In other respects, it lacks ambition — which portends some trouble for the future. Though the bill doesn’t have a chance of passing the Senate right now, it can be interpreted as the party’s first draft, a blueprint for eventual legislative action and a map to pending intraparty debates.

What’s in it, exactly?

The great news about the bill is that police unions will hate it. It would dismantle several layers of insulation they’ve gathered around themselves by bullying lawmakers, and by abusing the collective-bargaining process to enshrine certain provisions in their contracts. The bill creates a national database to track incidents of police misconduct, and would narrow the use of qualified immunity, which protects officers from lawsuits over their use of force or other violations of a person’s constitutional rights. As the Washington Post explained, “victims of excessive force or other violations need only show that officers ‘recklessly’ deprived them of their rights.” The current standard requires victims to prove that officers acted “willfully” — a higher bar that allows many acts of excessive force to go unpunished.

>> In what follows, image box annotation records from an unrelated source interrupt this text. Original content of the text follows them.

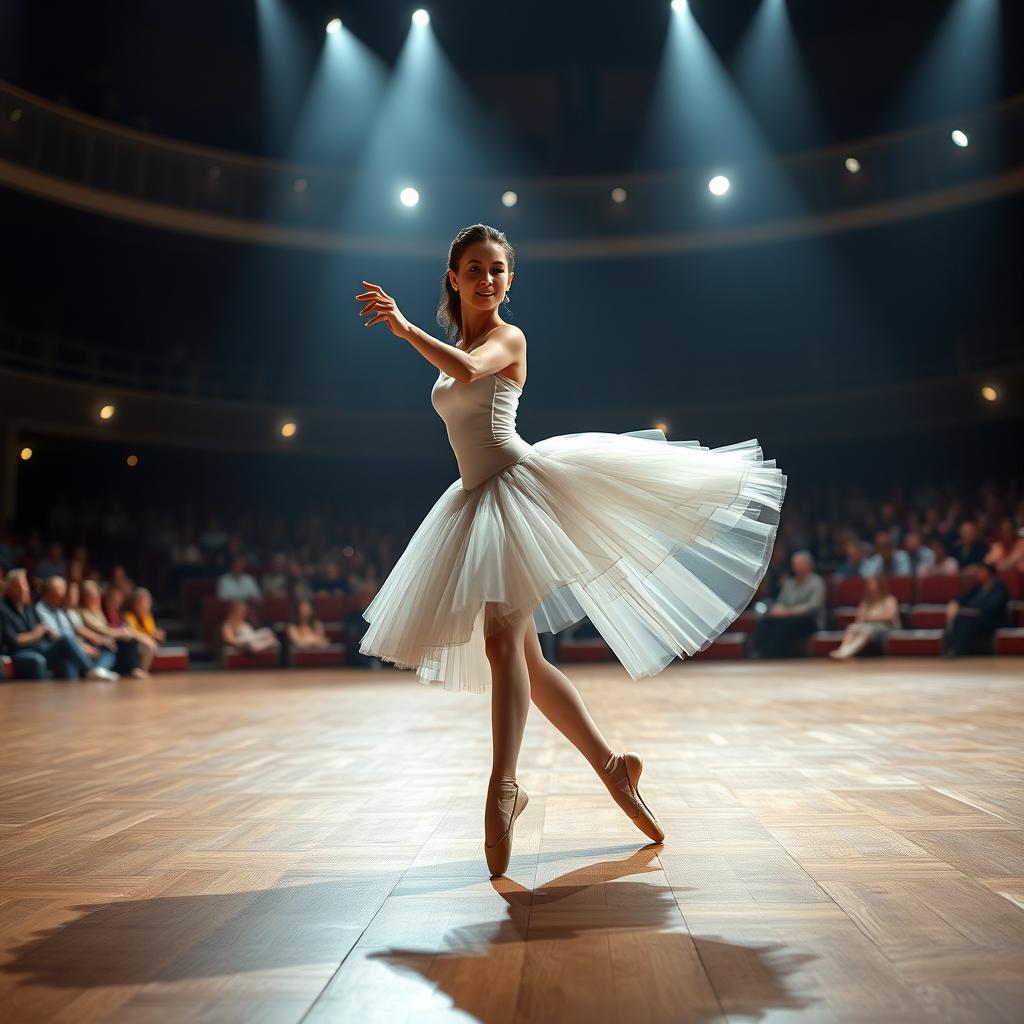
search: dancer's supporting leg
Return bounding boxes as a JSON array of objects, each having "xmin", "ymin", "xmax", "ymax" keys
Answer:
[
  {"xmin": 524, "ymin": 618, "xmax": 612, "ymax": 772},
  {"xmin": 483, "ymin": 602, "xmax": 532, "ymax": 844}
]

The bill also addresses some use of force by police. It would ban choke holds and carotid holds, a stranglehold intended to temporarily cut off the blood supply to a person’s brain. The Post says it would prohibit “no-knock warrants in drug cases at the federal level, while pressuring states and municipalities to enact similar prohibitions by withholding funding,” and “limit” the provision of military equipment and weapons to the police. The Civil Rights Division of the Justice Department would also receive increased power to investigate bias and misconduct in police departments, and lynching would become a federal crime.

Is it good enough?

Well, no. Take the choke-hold ban. The New York City Police Department banned the use of choke holds 11 years before an officer used one to kill Eric Garner in the street. As Assembly Speaker Carl Heastie noted in a June press release announcing the passage of the Eric Garner Anti-Chokehold Act, which bans its use statewide, the civilian review board reported nearly 1,000 uses of a choke-hold restraint by members of the NYPD from 2014 to 2020. For New York City cops, though, consequences were nonexistent. A federal ban would, as Vox recently noted, grant the “Justice Department more power to levy charges against law enforcement officers that use this maneuver.” Which is something, though enforcement would depend on the whims of the Justice Department.

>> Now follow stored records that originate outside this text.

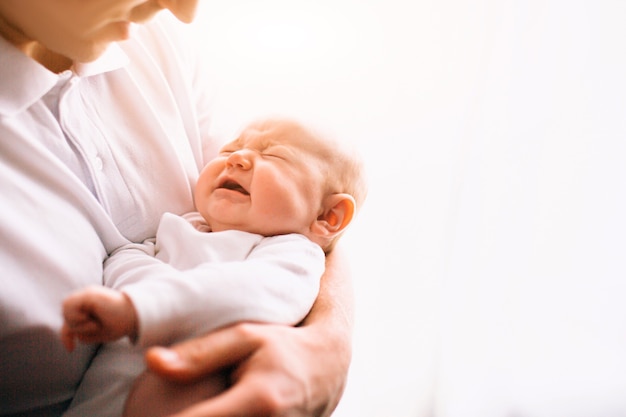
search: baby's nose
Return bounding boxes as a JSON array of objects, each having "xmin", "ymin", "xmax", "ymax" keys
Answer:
[{"xmin": 226, "ymin": 150, "xmax": 252, "ymax": 170}]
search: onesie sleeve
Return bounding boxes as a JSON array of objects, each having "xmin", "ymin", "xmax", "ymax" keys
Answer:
[{"xmin": 118, "ymin": 232, "xmax": 325, "ymax": 346}]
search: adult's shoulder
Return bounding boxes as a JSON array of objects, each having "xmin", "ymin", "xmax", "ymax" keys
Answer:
[{"xmin": 119, "ymin": 12, "xmax": 198, "ymax": 79}]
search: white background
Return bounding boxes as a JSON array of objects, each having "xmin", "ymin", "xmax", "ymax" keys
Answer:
[{"xmin": 194, "ymin": 0, "xmax": 626, "ymax": 417}]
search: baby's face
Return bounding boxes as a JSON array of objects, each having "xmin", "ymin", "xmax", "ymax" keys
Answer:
[{"xmin": 195, "ymin": 121, "xmax": 323, "ymax": 236}]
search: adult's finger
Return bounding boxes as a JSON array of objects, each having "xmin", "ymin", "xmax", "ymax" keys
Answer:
[
  {"xmin": 172, "ymin": 375, "xmax": 288, "ymax": 417},
  {"xmin": 146, "ymin": 324, "xmax": 261, "ymax": 382}
]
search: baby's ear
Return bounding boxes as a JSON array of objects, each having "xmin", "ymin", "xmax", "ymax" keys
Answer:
[{"xmin": 311, "ymin": 193, "xmax": 356, "ymax": 240}]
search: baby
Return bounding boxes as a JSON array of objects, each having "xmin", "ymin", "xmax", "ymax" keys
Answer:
[{"xmin": 61, "ymin": 119, "xmax": 366, "ymax": 416}]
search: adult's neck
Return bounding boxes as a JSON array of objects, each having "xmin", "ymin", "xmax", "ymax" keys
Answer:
[{"xmin": 0, "ymin": 14, "xmax": 72, "ymax": 74}]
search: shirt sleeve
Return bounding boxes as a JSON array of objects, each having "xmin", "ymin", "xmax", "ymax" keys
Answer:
[{"xmin": 105, "ymin": 235, "xmax": 325, "ymax": 346}]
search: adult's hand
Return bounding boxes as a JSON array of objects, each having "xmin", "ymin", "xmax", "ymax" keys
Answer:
[{"xmin": 146, "ymin": 247, "xmax": 352, "ymax": 417}]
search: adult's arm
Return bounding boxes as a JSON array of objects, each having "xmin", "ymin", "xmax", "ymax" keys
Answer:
[{"xmin": 146, "ymin": 247, "xmax": 353, "ymax": 417}]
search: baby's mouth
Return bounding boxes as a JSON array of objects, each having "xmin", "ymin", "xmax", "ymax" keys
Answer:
[{"xmin": 217, "ymin": 180, "xmax": 250, "ymax": 195}]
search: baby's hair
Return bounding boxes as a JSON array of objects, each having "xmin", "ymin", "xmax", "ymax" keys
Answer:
[{"xmin": 239, "ymin": 117, "xmax": 367, "ymax": 254}]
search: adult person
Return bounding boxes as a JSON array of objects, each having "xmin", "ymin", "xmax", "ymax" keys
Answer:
[{"xmin": 0, "ymin": 0, "xmax": 352, "ymax": 416}]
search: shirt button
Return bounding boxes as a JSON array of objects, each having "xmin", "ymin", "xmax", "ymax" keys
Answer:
[{"xmin": 93, "ymin": 156, "xmax": 104, "ymax": 171}]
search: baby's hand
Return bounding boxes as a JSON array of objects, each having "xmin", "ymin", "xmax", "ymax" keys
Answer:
[{"xmin": 61, "ymin": 287, "xmax": 137, "ymax": 352}]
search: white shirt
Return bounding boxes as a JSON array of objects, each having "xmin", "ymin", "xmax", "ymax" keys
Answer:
[
  {"xmin": 0, "ymin": 14, "xmax": 218, "ymax": 413},
  {"xmin": 64, "ymin": 212, "xmax": 325, "ymax": 417}
]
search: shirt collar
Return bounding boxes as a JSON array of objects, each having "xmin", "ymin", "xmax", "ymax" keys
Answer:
[{"xmin": 0, "ymin": 36, "xmax": 129, "ymax": 116}]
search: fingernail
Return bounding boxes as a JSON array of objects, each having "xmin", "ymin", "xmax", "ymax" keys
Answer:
[{"xmin": 155, "ymin": 348, "xmax": 183, "ymax": 365}]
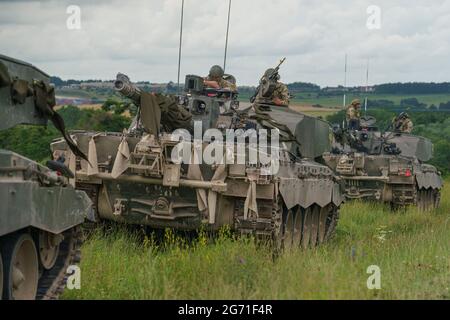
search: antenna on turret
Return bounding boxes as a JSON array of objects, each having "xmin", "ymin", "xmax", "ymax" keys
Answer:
[
  {"xmin": 342, "ymin": 54, "xmax": 347, "ymax": 109},
  {"xmin": 223, "ymin": 0, "xmax": 231, "ymax": 72},
  {"xmin": 364, "ymin": 59, "xmax": 369, "ymax": 116},
  {"xmin": 177, "ymin": 0, "xmax": 184, "ymax": 93}
]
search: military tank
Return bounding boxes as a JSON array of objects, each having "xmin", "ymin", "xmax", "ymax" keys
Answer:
[
  {"xmin": 51, "ymin": 69, "xmax": 344, "ymax": 249},
  {"xmin": 0, "ymin": 55, "xmax": 92, "ymax": 300},
  {"xmin": 324, "ymin": 117, "xmax": 443, "ymax": 211}
]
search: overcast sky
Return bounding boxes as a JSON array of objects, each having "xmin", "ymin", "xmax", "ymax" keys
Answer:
[{"xmin": 0, "ymin": 0, "xmax": 450, "ymax": 86}]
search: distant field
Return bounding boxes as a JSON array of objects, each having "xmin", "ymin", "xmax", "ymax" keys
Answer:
[
  {"xmin": 239, "ymin": 93, "xmax": 450, "ymax": 108},
  {"xmin": 63, "ymin": 180, "xmax": 450, "ymax": 299},
  {"xmin": 292, "ymin": 94, "xmax": 450, "ymax": 108}
]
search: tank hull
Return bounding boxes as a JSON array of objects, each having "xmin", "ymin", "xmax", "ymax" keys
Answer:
[
  {"xmin": 51, "ymin": 131, "xmax": 343, "ymax": 245},
  {"xmin": 324, "ymin": 153, "xmax": 443, "ymax": 210}
]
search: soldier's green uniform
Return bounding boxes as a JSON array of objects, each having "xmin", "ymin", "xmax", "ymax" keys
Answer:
[
  {"xmin": 345, "ymin": 99, "xmax": 361, "ymax": 130},
  {"xmin": 392, "ymin": 112, "xmax": 413, "ymax": 133},
  {"xmin": 257, "ymin": 68, "xmax": 289, "ymax": 106},
  {"xmin": 205, "ymin": 65, "xmax": 237, "ymax": 91},
  {"xmin": 273, "ymin": 81, "xmax": 289, "ymax": 106}
]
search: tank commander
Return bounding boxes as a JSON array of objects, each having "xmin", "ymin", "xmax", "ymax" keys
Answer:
[
  {"xmin": 345, "ymin": 99, "xmax": 361, "ymax": 130},
  {"xmin": 392, "ymin": 112, "xmax": 413, "ymax": 133},
  {"xmin": 204, "ymin": 65, "xmax": 237, "ymax": 91},
  {"xmin": 264, "ymin": 68, "xmax": 289, "ymax": 107}
]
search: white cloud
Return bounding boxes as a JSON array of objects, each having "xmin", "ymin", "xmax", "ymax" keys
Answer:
[{"xmin": 0, "ymin": 0, "xmax": 450, "ymax": 85}]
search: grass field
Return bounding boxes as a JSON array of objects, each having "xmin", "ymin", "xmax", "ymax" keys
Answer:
[{"xmin": 63, "ymin": 180, "xmax": 450, "ymax": 299}]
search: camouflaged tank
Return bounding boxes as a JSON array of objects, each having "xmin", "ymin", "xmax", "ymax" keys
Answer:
[
  {"xmin": 0, "ymin": 55, "xmax": 92, "ymax": 300},
  {"xmin": 324, "ymin": 117, "xmax": 443, "ymax": 211},
  {"xmin": 51, "ymin": 74, "xmax": 343, "ymax": 248}
]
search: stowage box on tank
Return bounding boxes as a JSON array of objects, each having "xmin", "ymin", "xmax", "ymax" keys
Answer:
[{"xmin": 0, "ymin": 55, "xmax": 92, "ymax": 299}]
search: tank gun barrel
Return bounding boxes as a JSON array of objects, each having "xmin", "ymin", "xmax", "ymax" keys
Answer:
[{"xmin": 114, "ymin": 73, "xmax": 141, "ymax": 103}]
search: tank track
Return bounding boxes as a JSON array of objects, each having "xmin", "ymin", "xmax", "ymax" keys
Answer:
[
  {"xmin": 391, "ymin": 185, "xmax": 440, "ymax": 211},
  {"xmin": 36, "ymin": 226, "xmax": 83, "ymax": 300},
  {"xmin": 234, "ymin": 197, "xmax": 339, "ymax": 253},
  {"xmin": 416, "ymin": 188, "xmax": 441, "ymax": 211}
]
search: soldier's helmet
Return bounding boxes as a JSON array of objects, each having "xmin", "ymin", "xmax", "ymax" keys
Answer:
[
  {"xmin": 209, "ymin": 65, "xmax": 224, "ymax": 79},
  {"xmin": 264, "ymin": 68, "xmax": 280, "ymax": 80},
  {"xmin": 398, "ymin": 112, "xmax": 409, "ymax": 119},
  {"xmin": 351, "ymin": 99, "xmax": 361, "ymax": 107}
]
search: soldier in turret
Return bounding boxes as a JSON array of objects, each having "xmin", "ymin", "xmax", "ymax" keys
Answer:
[
  {"xmin": 392, "ymin": 112, "xmax": 413, "ymax": 133},
  {"xmin": 255, "ymin": 68, "xmax": 289, "ymax": 107},
  {"xmin": 204, "ymin": 65, "xmax": 237, "ymax": 91},
  {"xmin": 345, "ymin": 99, "xmax": 361, "ymax": 130}
]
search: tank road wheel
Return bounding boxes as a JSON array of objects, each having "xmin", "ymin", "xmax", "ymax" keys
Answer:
[
  {"xmin": 2, "ymin": 233, "xmax": 39, "ymax": 300},
  {"xmin": 283, "ymin": 209, "xmax": 294, "ymax": 250},
  {"xmin": 38, "ymin": 231, "xmax": 64, "ymax": 270},
  {"xmin": 433, "ymin": 189, "xmax": 441, "ymax": 209},
  {"xmin": 301, "ymin": 207, "xmax": 312, "ymax": 249},
  {"xmin": 317, "ymin": 205, "xmax": 331, "ymax": 244},
  {"xmin": 417, "ymin": 189, "xmax": 425, "ymax": 211},
  {"xmin": 292, "ymin": 206, "xmax": 303, "ymax": 248},
  {"xmin": 311, "ymin": 205, "xmax": 320, "ymax": 247}
]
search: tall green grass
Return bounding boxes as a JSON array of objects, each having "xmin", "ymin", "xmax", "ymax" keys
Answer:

By itself, the likelihood that police will fail to observe a law is not a good reason to avoid passing it. But the actions of the NYPD do helpfully illustrate the limitations of a choke-hold ban. The bill also appears to allow local authorities meaningful leeway in the use of no-knock warrants. Kamala Harris, a Senate co-sponsor of the bill, acknowledged to the Post that its provisions are “not sufficient,” and are only “part of what is being rightly demanded, which is greater accountability and consequence for bad policing.” Harris, a former prosecutor who came under fire during her presidential primary race for her record as California’s attorney general, didn’t specify further, at least in that interview. If the bill is a foundation upon which they intend to build, their future plans are hard to discern.

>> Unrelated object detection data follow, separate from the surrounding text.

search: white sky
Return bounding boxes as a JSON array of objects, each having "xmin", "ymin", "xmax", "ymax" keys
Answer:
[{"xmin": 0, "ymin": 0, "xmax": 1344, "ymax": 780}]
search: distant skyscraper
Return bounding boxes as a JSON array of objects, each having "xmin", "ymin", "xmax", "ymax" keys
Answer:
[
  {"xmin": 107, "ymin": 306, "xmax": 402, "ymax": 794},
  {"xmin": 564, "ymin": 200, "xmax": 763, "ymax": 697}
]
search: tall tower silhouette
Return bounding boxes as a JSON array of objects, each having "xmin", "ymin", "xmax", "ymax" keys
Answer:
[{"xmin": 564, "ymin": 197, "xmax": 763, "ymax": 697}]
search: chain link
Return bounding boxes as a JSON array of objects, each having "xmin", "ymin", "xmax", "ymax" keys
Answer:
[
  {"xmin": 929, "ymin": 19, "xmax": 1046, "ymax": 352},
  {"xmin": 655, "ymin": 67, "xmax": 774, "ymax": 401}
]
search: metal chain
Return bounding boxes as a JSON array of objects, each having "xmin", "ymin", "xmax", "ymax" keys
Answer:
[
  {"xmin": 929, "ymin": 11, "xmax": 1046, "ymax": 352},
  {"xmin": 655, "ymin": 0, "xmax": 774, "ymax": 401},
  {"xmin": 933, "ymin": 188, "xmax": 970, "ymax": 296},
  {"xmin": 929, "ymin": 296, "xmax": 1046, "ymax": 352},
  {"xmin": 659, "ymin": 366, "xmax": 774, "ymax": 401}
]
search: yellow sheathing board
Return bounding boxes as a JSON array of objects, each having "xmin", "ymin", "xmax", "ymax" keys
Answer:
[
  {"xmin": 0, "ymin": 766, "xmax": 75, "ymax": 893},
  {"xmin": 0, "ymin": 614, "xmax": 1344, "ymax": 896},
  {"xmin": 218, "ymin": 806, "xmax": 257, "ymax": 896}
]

Local and state lawmakers have an opportunity to help push the national party further on measures to limit police power. The path to defunding the police, for example, may start with an individual municipality: City council members in Minneapolis, where George Floyd was killed, have said they have the votes to disband the police department altogether. It’s not quite clear what that will look like, or how it would work, in that specific case. But police abolitionists envision a broad social shift, which includes among its tactics the redistribution of public funds and power away from the police and to the social services that state and federal lawmakers have largely abandoned.